Treasury Inspector General for Tax Administration
July 29, 2010
TIGTA - 2010-40
Contact: Karen Kraushaar
WASHINGTON - The economic downturn and an increasing number of taxpayers with complex tax issues contributed to a decline in revenue collected by the Internal Revenue Service (IRS) in fiscal year (FY) 2009, according to a report publicly released today by the Treasury Inspector General for Tax Administration (TIGTA).
TIGTA's annual statistical analysis found that gross collections declined to $2.35 trillion in FY 2009 compared with $2.75 trillion in FY 2008. However, many other indicators showed mixed or positive results.
The IRS also collected fewer dollars on delinquent taxpayer accounts in FY 2009 while gross accounts receivable rose and more taxpayers' delinquent accounts were placed in a holding file for unassigned inventory.
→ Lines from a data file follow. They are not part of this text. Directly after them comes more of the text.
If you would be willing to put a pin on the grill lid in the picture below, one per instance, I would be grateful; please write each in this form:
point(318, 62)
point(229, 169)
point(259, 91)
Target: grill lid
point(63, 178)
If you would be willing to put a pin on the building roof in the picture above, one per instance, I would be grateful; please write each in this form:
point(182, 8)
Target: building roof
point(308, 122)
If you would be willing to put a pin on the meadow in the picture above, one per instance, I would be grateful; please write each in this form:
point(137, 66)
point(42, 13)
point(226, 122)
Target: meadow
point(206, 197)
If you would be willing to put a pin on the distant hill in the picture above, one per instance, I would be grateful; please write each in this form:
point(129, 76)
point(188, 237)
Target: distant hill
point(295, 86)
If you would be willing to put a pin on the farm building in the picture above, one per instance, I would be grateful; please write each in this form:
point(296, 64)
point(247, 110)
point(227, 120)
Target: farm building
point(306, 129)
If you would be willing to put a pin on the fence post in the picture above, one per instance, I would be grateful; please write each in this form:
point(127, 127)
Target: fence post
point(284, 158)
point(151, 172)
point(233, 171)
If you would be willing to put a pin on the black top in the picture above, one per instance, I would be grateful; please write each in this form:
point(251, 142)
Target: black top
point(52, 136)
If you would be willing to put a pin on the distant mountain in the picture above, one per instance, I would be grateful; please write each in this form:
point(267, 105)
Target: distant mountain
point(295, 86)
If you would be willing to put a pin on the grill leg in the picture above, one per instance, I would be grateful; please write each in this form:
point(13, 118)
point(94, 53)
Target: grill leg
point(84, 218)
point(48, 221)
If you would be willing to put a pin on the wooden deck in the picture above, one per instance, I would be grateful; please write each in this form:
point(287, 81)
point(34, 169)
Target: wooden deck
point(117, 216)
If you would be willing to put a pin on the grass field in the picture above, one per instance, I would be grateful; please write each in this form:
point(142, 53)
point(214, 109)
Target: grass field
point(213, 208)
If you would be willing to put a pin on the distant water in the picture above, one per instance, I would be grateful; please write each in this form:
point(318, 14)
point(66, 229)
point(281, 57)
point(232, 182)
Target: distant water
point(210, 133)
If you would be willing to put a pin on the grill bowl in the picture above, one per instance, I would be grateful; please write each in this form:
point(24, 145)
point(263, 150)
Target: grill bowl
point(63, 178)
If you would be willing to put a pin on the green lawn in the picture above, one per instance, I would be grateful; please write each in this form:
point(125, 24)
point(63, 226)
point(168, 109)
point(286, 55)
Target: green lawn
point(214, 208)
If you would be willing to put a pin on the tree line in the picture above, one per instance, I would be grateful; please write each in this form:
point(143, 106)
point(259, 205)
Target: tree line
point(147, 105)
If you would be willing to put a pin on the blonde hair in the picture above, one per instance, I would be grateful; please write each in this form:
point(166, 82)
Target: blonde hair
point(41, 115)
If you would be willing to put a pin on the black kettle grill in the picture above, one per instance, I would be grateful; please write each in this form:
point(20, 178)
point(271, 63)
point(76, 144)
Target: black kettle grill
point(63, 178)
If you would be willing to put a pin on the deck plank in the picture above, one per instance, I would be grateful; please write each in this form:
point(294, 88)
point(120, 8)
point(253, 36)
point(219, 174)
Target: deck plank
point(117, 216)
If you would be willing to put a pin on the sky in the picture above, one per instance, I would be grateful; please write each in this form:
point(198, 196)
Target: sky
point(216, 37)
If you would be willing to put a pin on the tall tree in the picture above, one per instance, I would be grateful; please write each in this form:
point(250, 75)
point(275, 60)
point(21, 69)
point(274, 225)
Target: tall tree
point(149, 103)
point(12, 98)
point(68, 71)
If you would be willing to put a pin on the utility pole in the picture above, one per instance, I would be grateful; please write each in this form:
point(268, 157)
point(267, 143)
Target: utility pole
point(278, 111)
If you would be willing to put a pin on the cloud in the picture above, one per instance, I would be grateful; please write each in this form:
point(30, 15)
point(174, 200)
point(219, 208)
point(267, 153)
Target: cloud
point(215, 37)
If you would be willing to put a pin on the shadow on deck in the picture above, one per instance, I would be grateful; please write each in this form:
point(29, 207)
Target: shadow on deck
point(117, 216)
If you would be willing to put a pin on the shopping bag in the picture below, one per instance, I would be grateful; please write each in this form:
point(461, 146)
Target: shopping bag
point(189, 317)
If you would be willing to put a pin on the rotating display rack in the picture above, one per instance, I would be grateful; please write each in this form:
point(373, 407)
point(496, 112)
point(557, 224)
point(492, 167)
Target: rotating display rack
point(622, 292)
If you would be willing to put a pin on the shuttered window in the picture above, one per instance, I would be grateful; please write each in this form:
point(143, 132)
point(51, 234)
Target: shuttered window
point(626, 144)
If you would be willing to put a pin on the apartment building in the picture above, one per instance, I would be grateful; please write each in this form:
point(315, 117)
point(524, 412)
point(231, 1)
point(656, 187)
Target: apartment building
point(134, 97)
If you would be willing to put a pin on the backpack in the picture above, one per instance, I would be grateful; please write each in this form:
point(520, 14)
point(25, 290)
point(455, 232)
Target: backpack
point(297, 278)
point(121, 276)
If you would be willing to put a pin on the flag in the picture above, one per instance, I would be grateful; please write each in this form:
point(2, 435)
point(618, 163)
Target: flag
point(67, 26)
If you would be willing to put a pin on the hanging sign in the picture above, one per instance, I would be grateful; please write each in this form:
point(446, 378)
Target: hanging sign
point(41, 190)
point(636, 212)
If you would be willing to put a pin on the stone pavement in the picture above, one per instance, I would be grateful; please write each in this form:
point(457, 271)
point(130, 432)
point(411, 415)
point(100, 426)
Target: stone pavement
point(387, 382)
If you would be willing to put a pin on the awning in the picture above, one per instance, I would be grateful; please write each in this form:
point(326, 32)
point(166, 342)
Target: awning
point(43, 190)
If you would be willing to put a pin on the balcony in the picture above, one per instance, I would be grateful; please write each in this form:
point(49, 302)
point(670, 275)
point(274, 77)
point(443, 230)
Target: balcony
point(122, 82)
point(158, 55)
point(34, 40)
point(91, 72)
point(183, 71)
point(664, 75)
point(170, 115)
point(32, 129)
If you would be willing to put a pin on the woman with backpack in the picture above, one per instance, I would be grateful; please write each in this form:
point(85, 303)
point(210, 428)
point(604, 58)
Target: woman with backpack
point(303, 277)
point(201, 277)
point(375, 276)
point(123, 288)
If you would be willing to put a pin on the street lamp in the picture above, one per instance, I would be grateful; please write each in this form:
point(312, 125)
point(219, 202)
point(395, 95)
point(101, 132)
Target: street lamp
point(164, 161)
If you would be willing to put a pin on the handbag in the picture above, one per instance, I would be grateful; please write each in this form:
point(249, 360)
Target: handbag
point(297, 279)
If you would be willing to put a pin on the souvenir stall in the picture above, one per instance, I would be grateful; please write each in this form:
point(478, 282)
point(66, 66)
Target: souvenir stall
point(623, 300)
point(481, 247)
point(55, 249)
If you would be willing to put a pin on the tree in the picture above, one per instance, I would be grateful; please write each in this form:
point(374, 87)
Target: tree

However, the IRS increased its use of collection enforcement tools and closed more investigations of delinquent taxpayers.
"It is understandable that the Internal Revenue Service is collecting less money, since the economic recovery is still a work in progress," said J. Russell George, the Treasury Inspector General for Tax Administration. "Under these circumstances, continued efforts to improve compliance will be even more important to reducing the Tax Gap."
Compared to a slight decrease in FY 2008, the overall percentage of tax returns examined increased slightly during FY 2009, returning to approximately FY 2007 levels.
TIGTA did not make any recommendations in this report, and the IRS did not provide any comments on the draft report.